For us, if someone is not going to continue to grow with the company, we are very serious about how we offboard them. I mean, people spend a lot of time onboarding. They don’t spend near as much time off-boarding, which is understanding “what do you want to do? Can we help you find that? Can we make introductions for you?” I mean, they don’t have to leave upset. They can leave feeling great about what you did. And we actually had a senior person that I went through that with a couple of years ago.
She’s a phenomenal person, just was not in the role that we had her in. That role was going to grow in a different direction. We sat down with her and realized that being at our company had inspired her and she really wanted to pursue an interest she had but she’d never had the guts to do it. But after sitting down with her, I said, “Well, I’ll help you. I’ll help you do that.” She’s one of our biggest fans and she’s wildly successful in her company now. And so, I mean, that’s one of my proudest moments is helping somebody who’s not the right fit find the right fit, even if it’s not with you.
How can you recognize if growth is outpacing your skills as CEO and, if it is, what do you do?
But I think the hardest one is yourself. I mean, recognizing for yourself, what are my skill sets? What am I good at? Does the role I’m in require that skillset or not anymore? I have a personal board of directors. Long ago people told me I had to get mentors, and I can’t stand the concept of a mentor. I don’t know why. It’s just my image of a mentor is somebody who when I’m having a bad day is going to like prop me up and pat me on the shoulder and say, “It’s okay Lara,” and my mom does that for me. I don’t need a lot of people to do that for me. I actually need the opposite. I need people who are going to look at what I’m doing and tell me when I’m on the wrong path, when I’m not listening, when I’m being a bonehead, when I’m believing my own BS too much. Like I need people to give me the hard love. My mother is there if I’m having a bad day.
So, years ago I put together a personal board of directors and it has absolutely no overlap with my company’s directors. But they are people that I’ve met through my life who I know but not too well, not my close friends, that I respect, that are not in my industry, that are in different areas. And I periodically get together with them and just update them on what I’m doing and ask them to poke holes in it. Does it not match who I am? You know who I am, is that not the right match? Should I be doing something different? Does the role require skills that are not my skills?

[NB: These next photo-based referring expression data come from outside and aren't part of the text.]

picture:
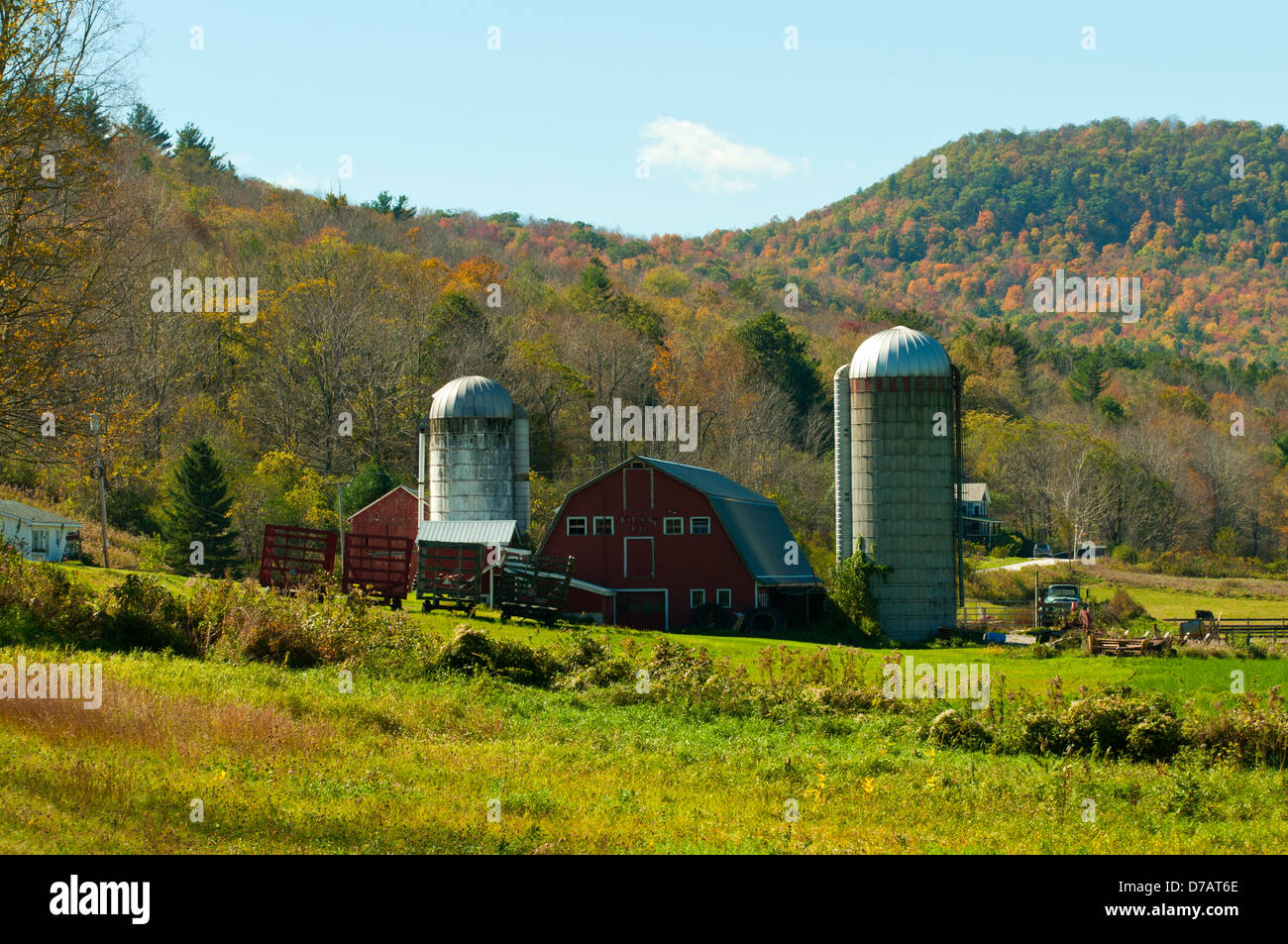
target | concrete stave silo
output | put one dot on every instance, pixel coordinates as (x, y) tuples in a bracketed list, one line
[(478, 454), (898, 397)]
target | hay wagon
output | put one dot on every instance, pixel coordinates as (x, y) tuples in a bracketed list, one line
[(380, 566), (533, 587), (450, 576), (290, 556)]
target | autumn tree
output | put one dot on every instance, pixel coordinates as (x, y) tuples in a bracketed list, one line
[(54, 192)]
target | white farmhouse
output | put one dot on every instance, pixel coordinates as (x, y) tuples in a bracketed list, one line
[(39, 535)]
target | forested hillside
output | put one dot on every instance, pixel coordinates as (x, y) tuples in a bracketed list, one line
[(1163, 433)]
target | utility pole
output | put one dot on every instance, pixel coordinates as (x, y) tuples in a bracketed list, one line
[(95, 425), (339, 489)]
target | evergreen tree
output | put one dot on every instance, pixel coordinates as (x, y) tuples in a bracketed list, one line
[(197, 151), (1089, 378), (384, 202), (373, 480), (145, 123), (782, 357), (197, 510)]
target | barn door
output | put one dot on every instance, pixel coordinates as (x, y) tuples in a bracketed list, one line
[(638, 489), (638, 557)]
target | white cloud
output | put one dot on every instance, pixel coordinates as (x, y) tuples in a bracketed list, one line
[(711, 162)]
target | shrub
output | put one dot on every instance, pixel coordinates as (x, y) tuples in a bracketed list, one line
[(1248, 733), (1122, 607), (1125, 554), (142, 614), (1141, 728), (952, 729)]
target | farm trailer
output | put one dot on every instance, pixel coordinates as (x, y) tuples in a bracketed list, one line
[(450, 576), (291, 554), (378, 565)]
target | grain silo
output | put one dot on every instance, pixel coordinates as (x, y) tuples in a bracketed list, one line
[(897, 472), (478, 455)]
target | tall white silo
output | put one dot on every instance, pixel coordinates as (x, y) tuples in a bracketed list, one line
[(903, 475), (478, 454)]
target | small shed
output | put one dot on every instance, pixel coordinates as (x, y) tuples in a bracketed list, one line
[(393, 514), (38, 535), (975, 507)]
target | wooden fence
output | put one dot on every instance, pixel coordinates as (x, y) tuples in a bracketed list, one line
[(1231, 629)]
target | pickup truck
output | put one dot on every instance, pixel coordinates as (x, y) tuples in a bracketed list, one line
[(1063, 594)]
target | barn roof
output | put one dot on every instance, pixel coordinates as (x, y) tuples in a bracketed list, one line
[(974, 491), (33, 515), (489, 533), (391, 491), (752, 522)]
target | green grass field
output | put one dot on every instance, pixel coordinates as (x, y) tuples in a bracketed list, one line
[(284, 762)]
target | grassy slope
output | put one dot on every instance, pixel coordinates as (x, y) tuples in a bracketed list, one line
[(283, 762)]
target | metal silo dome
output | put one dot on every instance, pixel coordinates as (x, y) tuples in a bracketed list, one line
[(896, 476), (472, 397), (901, 352), (478, 454)]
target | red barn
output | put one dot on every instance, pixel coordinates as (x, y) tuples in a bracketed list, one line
[(656, 543), (393, 514)]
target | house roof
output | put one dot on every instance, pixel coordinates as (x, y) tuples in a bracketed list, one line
[(370, 504), (33, 515), (752, 522), (490, 533)]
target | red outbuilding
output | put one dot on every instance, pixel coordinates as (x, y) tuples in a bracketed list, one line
[(393, 514), (662, 545)]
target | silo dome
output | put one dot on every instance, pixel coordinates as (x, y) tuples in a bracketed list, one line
[(478, 454), (896, 476), (472, 397), (901, 352)]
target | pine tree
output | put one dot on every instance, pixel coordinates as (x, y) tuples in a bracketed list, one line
[(197, 510), (193, 149), (145, 123), (1089, 378)]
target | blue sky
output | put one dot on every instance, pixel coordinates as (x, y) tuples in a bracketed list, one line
[(734, 127)]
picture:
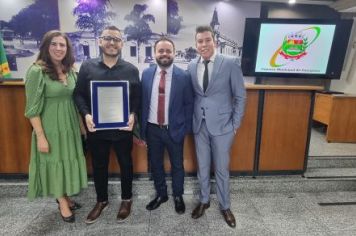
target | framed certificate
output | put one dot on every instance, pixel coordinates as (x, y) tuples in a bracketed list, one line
[(110, 104)]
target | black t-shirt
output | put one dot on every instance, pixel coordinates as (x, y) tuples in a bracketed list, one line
[(95, 69)]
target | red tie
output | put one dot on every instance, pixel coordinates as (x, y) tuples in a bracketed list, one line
[(161, 98)]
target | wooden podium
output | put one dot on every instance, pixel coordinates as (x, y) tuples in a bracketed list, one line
[(273, 137), (338, 112)]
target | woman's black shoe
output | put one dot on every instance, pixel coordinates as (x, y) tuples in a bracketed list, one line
[(73, 207), (69, 219)]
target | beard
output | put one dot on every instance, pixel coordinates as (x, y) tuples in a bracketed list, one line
[(163, 63), (109, 53)]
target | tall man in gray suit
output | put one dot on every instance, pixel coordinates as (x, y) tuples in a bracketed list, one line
[(219, 104)]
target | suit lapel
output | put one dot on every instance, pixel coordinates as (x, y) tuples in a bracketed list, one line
[(195, 76), (151, 76), (216, 68)]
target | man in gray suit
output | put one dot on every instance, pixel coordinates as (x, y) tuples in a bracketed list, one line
[(219, 104)]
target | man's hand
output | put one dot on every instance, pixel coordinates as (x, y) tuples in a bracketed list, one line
[(89, 122), (130, 123)]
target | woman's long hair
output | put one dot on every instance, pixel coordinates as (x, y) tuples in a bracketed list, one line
[(44, 58)]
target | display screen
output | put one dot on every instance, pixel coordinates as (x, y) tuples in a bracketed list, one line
[(294, 48)]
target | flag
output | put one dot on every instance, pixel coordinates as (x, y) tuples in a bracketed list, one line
[(4, 66)]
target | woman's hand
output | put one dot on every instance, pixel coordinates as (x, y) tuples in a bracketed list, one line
[(42, 144)]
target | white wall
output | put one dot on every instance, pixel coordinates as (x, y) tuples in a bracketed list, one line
[(347, 82)]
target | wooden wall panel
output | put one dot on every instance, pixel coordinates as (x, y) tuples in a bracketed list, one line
[(15, 132), (243, 148), (284, 130), (342, 124)]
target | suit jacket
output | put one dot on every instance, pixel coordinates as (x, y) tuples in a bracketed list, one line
[(180, 107), (223, 101)]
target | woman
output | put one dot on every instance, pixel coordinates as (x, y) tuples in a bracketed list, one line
[(57, 166)]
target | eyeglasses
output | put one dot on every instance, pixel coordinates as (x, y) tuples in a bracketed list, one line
[(109, 39)]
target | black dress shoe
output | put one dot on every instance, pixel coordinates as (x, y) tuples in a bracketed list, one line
[(69, 219), (229, 218), (155, 203), (73, 207), (179, 205), (200, 209)]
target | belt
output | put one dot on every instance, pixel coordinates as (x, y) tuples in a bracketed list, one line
[(158, 126)]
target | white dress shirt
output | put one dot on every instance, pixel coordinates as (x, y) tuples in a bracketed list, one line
[(201, 68), (152, 116)]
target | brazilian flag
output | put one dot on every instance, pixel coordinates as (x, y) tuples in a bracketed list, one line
[(4, 66)]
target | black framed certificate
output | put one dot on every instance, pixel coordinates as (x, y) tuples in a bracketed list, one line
[(110, 104)]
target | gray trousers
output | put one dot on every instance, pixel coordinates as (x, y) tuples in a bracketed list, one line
[(216, 148)]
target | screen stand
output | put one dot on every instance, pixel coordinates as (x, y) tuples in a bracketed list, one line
[(258, 80)]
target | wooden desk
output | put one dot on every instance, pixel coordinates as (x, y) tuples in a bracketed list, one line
[(338, 112)]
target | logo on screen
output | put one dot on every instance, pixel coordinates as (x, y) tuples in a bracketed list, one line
[(294, 46)]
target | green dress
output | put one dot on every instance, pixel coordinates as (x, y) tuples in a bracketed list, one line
[(63, 169)]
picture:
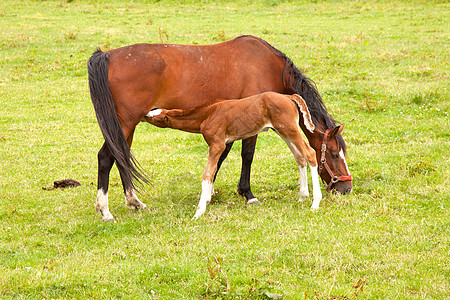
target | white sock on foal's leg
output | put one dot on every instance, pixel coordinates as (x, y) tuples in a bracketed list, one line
[(304, 193), (101, 205), (132, 201), (317, 193), (205, 198)]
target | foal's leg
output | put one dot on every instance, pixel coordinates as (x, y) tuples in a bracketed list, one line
[(105, 163), (215, 150), (304, 192), (304, 153), (247, 153)]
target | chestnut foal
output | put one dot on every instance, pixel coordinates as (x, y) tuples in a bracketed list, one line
[(227, 121)]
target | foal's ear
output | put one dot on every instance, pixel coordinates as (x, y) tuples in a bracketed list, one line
[(166, 120), (335, 131)]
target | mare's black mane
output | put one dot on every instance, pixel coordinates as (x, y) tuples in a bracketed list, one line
[(306, 88)]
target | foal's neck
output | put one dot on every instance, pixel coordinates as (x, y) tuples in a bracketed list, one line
[(188, 120)]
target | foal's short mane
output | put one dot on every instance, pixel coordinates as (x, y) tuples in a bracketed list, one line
[(189, 111), (306, 88)]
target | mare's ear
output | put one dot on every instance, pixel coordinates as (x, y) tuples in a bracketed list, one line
[(335, 131)]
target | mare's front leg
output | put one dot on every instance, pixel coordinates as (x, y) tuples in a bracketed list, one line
[(247, 153), (215, 150)]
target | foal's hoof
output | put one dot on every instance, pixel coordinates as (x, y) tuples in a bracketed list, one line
[(108, 219), (253, 201)]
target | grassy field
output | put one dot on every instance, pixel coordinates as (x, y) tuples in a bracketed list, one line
[(382, 69)]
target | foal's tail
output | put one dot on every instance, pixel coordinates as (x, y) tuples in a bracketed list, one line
[(109, 123)]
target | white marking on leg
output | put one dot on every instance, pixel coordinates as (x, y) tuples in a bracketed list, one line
[(205, 198), (101, 205), (341, 154), (132, 201), (317, 193), (253, 201), (304, 193), (153, 113)]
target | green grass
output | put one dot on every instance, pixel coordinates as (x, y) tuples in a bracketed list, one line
[(383, 70)]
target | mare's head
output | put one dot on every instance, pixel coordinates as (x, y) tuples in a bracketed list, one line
[(331, 160)]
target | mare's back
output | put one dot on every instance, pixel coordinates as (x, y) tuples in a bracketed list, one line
[(183, 76)]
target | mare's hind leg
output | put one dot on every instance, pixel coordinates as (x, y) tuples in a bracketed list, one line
[(215, 150), (247, 153), (131, 199), (105, 163)]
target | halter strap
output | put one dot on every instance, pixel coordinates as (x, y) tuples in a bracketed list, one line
[(324, 164)]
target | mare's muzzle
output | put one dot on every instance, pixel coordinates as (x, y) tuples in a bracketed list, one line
[(340, 184)]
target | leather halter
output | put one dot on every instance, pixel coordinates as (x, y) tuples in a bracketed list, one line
[(323, 163)]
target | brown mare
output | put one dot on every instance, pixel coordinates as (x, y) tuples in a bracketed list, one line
[(128, 82), (228, 121)]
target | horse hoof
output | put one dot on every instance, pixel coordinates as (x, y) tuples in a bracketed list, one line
[(108, 219), (253, 201)]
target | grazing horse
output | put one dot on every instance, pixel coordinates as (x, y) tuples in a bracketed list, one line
[(227, 121), (128, 82)]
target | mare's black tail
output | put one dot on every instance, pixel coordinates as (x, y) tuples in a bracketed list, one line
[(109, 123)]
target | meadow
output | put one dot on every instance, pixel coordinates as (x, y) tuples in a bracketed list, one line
[(382, 68)]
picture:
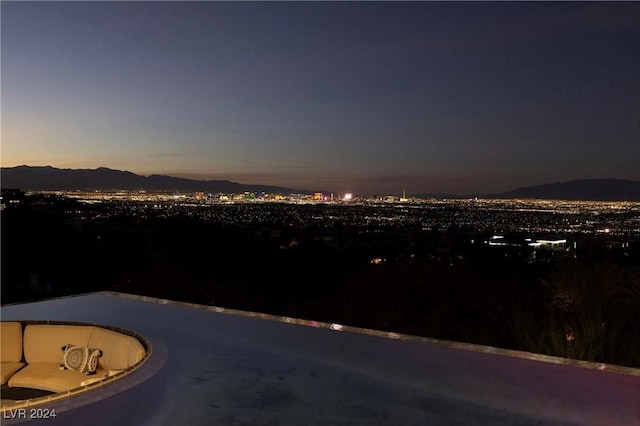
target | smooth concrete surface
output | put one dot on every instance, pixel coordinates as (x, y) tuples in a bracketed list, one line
[(235, 369)]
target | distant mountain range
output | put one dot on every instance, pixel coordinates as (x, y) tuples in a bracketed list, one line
[(51, 178)]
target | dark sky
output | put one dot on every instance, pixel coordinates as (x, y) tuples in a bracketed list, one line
[(362, 97)]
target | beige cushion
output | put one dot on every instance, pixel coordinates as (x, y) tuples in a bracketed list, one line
[(119, 351), (49, 377), (11, 342), (43, 343), (7, 369)]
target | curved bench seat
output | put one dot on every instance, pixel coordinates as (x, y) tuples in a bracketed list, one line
[(34, 356)]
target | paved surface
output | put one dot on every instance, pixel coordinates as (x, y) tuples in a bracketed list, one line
[(231, 369)]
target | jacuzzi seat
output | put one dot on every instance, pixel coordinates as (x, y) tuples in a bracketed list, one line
[(32, 359)]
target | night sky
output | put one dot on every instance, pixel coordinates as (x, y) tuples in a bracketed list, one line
[(365, 97)]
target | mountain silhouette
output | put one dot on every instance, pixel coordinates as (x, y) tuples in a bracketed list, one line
[(584, 189), (49, 178)]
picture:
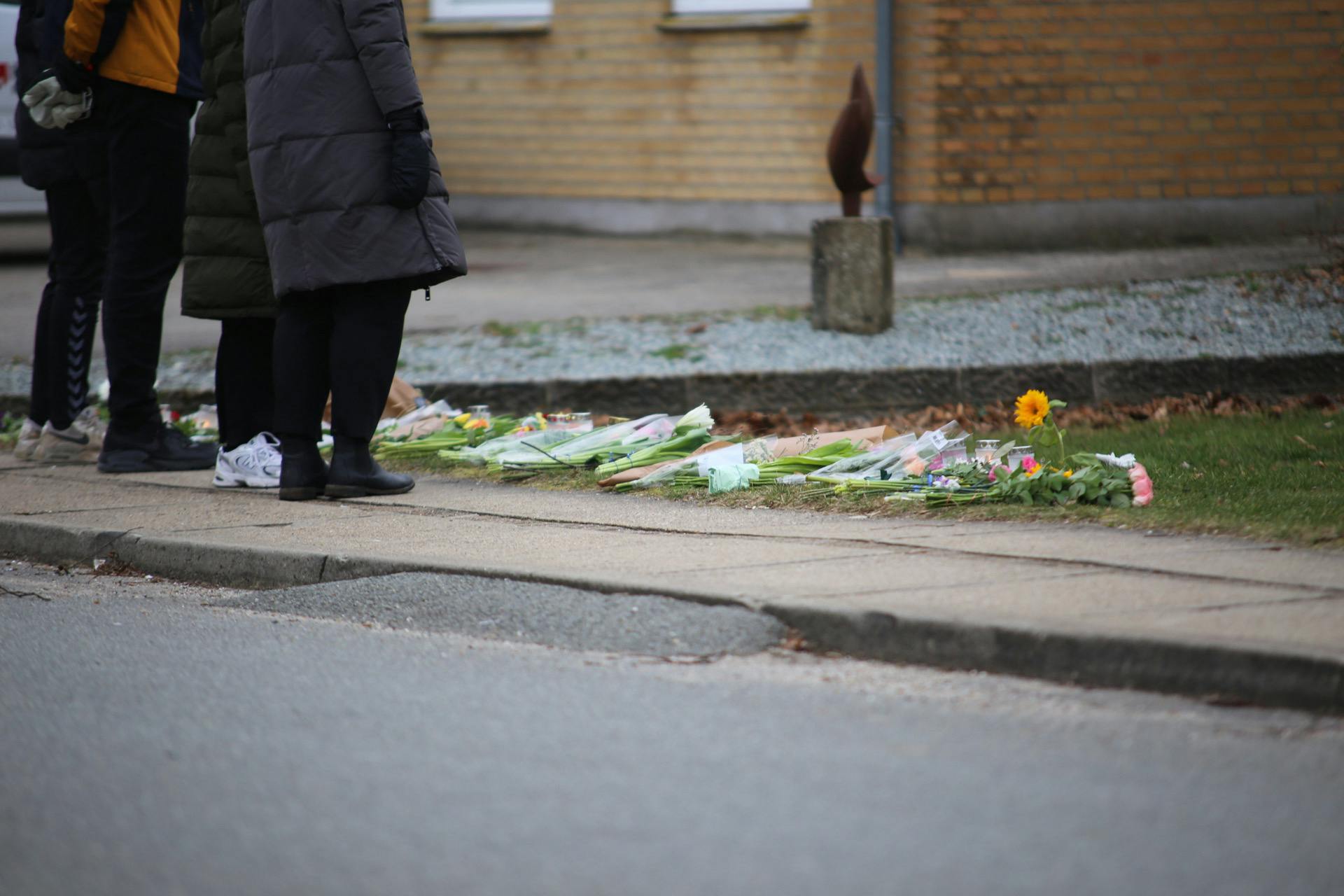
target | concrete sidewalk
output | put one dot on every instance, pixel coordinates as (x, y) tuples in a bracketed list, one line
[(1081, 603)]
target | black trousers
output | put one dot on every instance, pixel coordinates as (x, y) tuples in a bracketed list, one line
[(69, 312), (147, 200), (245, 379), (342, 340)]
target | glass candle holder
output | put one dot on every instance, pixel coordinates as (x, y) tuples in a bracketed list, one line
[(1018, 454), (986, 450)]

The hardest part is identifying those, knowing when you’re not a match for your role anymore and then being open to moving into a different role. I mean, my goal in life is for NOWaccount to help small businesses. If the best role for me is the CEO, I’m happy to keep serving in that role. But if at any point in time my best role shifts to being head of marketing or something else, that’s fine too. Because at the end of the day, the whole company reaches the finish line together, or not.